Green Bay Packers 2007 Draft

In the inaugural year of Mike McCarthy’s tenure, the Green Bay Packers doubled their previous win total, improving from 4-12 to 8-8. With a couple of positions that needed addressing, including defensive line and running back, Ted Thompson and the Packers went into the draft looking for upside as well as some depth for special teams, which were struggling early on. He hit on a few picks, but this draft more than any other that he orchestrated is known for some big misses. So let’s look at the 2007 NFL Draft.

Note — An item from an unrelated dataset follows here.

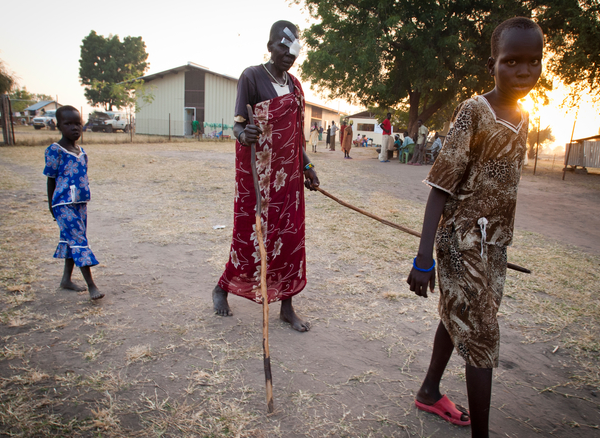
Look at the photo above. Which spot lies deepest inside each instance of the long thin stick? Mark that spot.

ROUND 1 (16) – Justin Harrell, DL. Tennessee

BAP: Jon Beason, LB. Miami (FL)

In a draft filled with misses (see Russell, JaMarcus and Anderson, Jamaal), this was a pick in the same mold. Harrell was known as a player with considerable talent, but he was a raw player who had numerous injury concerns, including a torn bicep that wiped out his final year at Tennessee. That didn’t stop Thompson from pulling the trigger, but he might wish he had looking back. Between this pick and their next pick, The Packers missed on 15 Pro Bowlers, including Beason, Joe Staley, Eric Weddle, Greg Olson, and LaMarr Woodley. As for Harrell, he never could shake the injury bug, appearing in 14 games over four season, suffering knee and back problems. He never caught on to another team after the Packers released him after the 2010 season.